A Tale for the Time Being by Ozeki, who is American born but now lives in Whaletown, B.C., and The Luminaries by Catton, who lives in New Zealand, are on the shortlist announced Tuesday for the 50,000-pound ($81,400) prize.

The other finalists are British-born Pulitzer Prize-winner Jhumpa Lahiri for her Indian-American family saga The Lowland,  Irish novelist Colm Toibin's Bible-inspired The Testament of Mary, the shantytown-set story We Need New Names by Zimbabwe's NoViolet Bulawayo and rural requiem Harvest by Britain's Jim Crace.

The winner of the prize – open only to writers from Britain, Ireland and the Commonwealth – will be announced Oct. 15.

The head of the judging panel, writer Robert Macfarlane, said the six novels were "world-spanning in their concerns, and ambitious in their techniques."

List includes four first-time finalists

"It is a shortlist that shows the English language novel to be a form of world literature.
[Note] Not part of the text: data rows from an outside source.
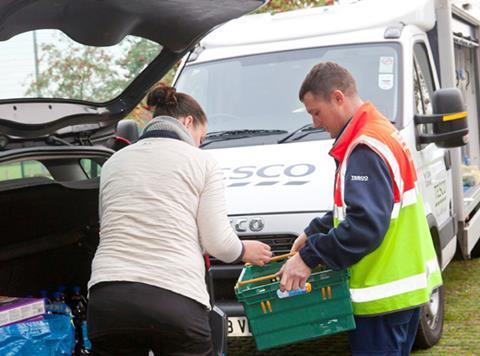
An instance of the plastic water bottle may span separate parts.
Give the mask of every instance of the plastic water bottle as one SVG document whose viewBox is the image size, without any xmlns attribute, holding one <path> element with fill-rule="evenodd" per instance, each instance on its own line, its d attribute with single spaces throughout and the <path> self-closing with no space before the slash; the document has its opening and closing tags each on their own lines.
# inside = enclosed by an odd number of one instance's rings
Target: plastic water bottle
<svg viewBox="0 0 480 356">
<path fill-rule="evenodd" d="M 42 299 L 45 300 L 45 305 L 51 303 L 50 299 L 48 298 L 48 292 L 47 292 L 47 290 L 45 290 L 45 289 L 40 290 L 40 291 L 38 292 L 38 295 L 40 296 L 40 298 L 42 298 Z"/>
<path fill-rule="evenodd" d="M 82 341 L 83 341 L 83 348 L 81 350 L 81 355 L 90 355 L 90 351 L 92 350 L 92 344 L 88 339 L 88 330 L 87 330 L 86 320 L 82 322 Z"/>
<path fill-rule="evenodd" d="M 47 311 L 54 314 L 72 315 L 72 311 L 65 303 L 65 294 L 59 291 L 52 294 L 52 301 L 47 305 Z"/>
<path fill-rule="evenodd" d="M 87 301 L 81 293 L 80 287 L 72 288 L 73 295 L 70 298 L 73 316 L 79 320 L 85 320 L 87 317 Z"/>
<path fill-rule="evenodd" d="M 65 303 L 65 294 L 58 290 L 52 294 L 52 297 L 54 302 Z"/>
<path fill-rule="evenodd" d="M 92 348 L 87 336 L 87 300 L 83 297 L 80 287 L 73 287 L 71 306 L 73 323 L 75 325 L 75 355 L 89 355 Z"/>
<path fill-rule="evenodd" d="M 66 290 L 67 290 L 67 287 L 65 287 L 64 285 L 59 285 L 58 288 L 57 288 L 57 292 L 59 293 L 60 301 L 68 304 Z"/>
</svg>

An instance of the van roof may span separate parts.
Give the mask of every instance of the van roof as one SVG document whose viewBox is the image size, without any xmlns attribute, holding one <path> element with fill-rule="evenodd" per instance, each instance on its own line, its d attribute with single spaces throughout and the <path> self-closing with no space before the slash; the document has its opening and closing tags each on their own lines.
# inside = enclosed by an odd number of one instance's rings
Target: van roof
<svg viewBox="0 0 480 356">
<path fill-rule="evenodd" d="M 249 15 L 213 31 L 201 45 L 213 48 L 271 43 L 386 27 L 400 22 L 430 30 L 435 24 L 434 0 L 362 0 L 274 15 Z"/>
</svg>

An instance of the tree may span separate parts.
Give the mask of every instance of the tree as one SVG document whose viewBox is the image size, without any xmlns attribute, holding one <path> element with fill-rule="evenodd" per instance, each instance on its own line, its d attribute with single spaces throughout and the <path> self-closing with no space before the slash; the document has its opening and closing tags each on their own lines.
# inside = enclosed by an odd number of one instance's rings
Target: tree
<svg viewBox="0 0 480 356">
<path fill-rule="evenodd" d="M 272 0 L 267 6 L 262 7 L 259 12 L 282 12 L 306 7 L 332 5 L 333 2 L 333 0 Z"/>
<path fill-rule="evenodd" d="M 111 56 L 101 49 L 76 46 L 40 45 L 39 64 L 45 67 L 33 80 L 26 95 L 78 100 L 106 100 L 105 83 L 112 80 Z"/>
<path fill-rule="evenodd" d="M 82 46 L 58 35 L 39 46 L 39 73 L 27 83 L 26 96 L 105 102 L 121 94 L 160 53 L 149 40 L 127 37 L 117 50 Z M 115 56 L 112 53 L 118 54 Z M 141 107 L 129 118 L 142 126 L 148 119 Z M 139 113 L 140 112 L 140 113 Z"/>
<path fill-rule="evenodd" d="M 81 46 L 65 35 L 41 43 L 39 73 L 31 78 L 27 96 L 104 102 L 119 95 L 160 52 L 160 46 L 127 38 L 119 49 Z M 118 52 L 119 55 L 113 56 Z"/>
</svg>

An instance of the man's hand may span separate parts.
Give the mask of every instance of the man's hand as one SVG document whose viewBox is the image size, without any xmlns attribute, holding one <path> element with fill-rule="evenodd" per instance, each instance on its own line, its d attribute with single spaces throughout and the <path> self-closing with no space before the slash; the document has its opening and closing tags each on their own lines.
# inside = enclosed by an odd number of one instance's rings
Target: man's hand
<svg viewBox="0 0 480 356">
<path fill-rule="evenodd" d="M 242 241 L 245 247 L 242 261 L 255 266 L 263 266 L 272 259 L 272 251 L 269 245 L 260 241 Z"/>
<path fill-rule="evenodd" d="M 280 279 L 280 290 L 295 290 L 305 287 L 312 270 L 303 262 L 300 254 L 295 254 L 282 267 L 277 276 Z"/>
<path fill-rule="evenodd" d="M 302 232 L 298 237 L 295 239 L 290 252 L 298 252 L 300 249 L 305 246 L 305 241 L 307 241 L 307 235 Z"/>
</svg>

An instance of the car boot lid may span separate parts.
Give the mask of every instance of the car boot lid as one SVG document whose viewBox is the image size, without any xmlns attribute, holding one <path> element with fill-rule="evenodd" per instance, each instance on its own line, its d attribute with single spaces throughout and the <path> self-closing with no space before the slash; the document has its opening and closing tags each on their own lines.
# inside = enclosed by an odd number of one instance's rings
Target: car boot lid
<svg viewBox="0 0 480 356">
<path fill-rule="evenodd" d="M 66 98 L 0 100 L 0 144 L 52 134 L 105 132 L 115 126 L 206 33 L 265 0 L 4 0 L 0 43 L 24 32 L 56 29 L 86 46 L 111 46 L 133 35 L 158 43 L 159 55 L 116 98 L 93 103 Z M 4 147 L 5 148 L 5 147 Z"/>
</svg>

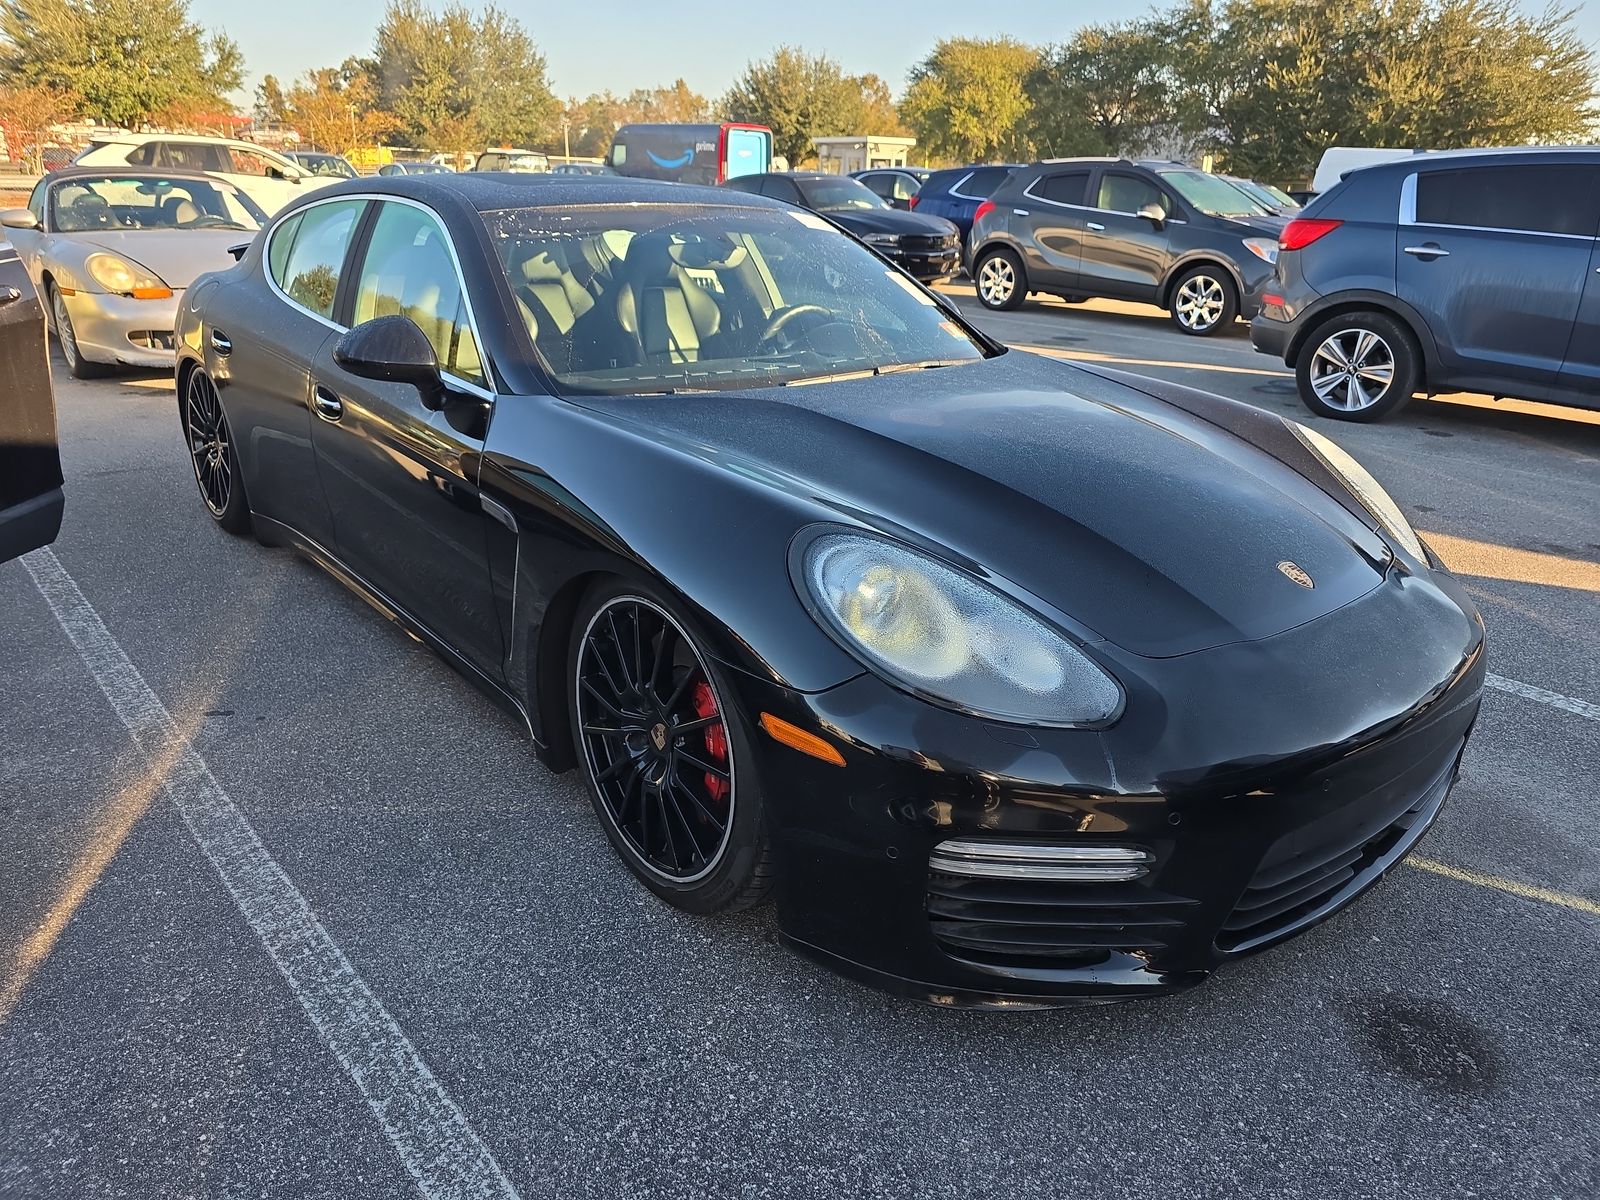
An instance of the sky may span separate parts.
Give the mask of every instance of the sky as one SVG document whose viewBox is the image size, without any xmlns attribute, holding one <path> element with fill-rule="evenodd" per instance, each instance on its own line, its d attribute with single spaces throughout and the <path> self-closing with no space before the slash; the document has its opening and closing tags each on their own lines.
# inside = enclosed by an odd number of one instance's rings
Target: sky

It crosses continents, joins countries and spans centuries," he said.


Cover image for Ruth Ozeki's A Tale for the Time Being. (Handout/Canadian Press)

The Booker, which brings a huge publicity and sales boost for winners, is closely followed by readers, booksellers and literary gamblers, and the diversity of the list makes this year's contest especially unpredictable. Crace and Toibin are both previous Booker finalists. The other four writers – all women – are first-time nominees.

Bookmaker William Hill installed Catton – at 28 the youngest writer on the list – as favourite to win for her gold-rush tale The Luminaries, followed by 67-year-old Crace.

Jonathan Ruppin, Web editor at the Foyles bookstore chain, agreed that "the judges' debate will ultimately be between Jim Crace and Eleanor Catton."

"Either book would be a thoroughly deserving winner, but Crace is probably the marginal favourite, if only because it's easier to imagine five people concurring about Harvest than The Luminaries,' he said.

"It would also be overdue recognition for a writer appreciated far more overseas than by British readers, while there's absolutely no doubt that Catton has a career full of major awards ahead of her."

Bulawayo first finalist from Zimbabwe

Ozeki, 57, who was born in Connecticut, became a Canadian citizen in 2005. She now splits her time between New York and British Columbia and is an ordained Zen Buddhist priest.

The pages of A Tale for the Time Being are suffused with the dreaminess of her lush adopted home, as well as of her heritage. Ozeki was born to a Caucasian father and a Japanese mother, and she made stops in New York City, New Haven, Conn., and Tokyo while growing up.

"I started writing it in 2006, and the idea of this Japanese schoolgirl living in Tokyo writing a secret diary and casting it out into the world, that's where it started," Ozeki told The Canadian Press in a recent interview.

Bulawayo, a fellow at Stanford University in California, is the first writer from Zimbabwe to be a Booker finalist and the only debut novelist on the list.

The British-born Lahiri is U.S.-based and is a member of President Barack Obama's President's Committee on the Arts and Humanities.

Founded in 1969, the award is officially known as the Man Booker Prize after its sponsor, financial services firm Man Group PLC. Last year's winner was Hilary Mantel for her Tudor political saga Bring Up the Bodies.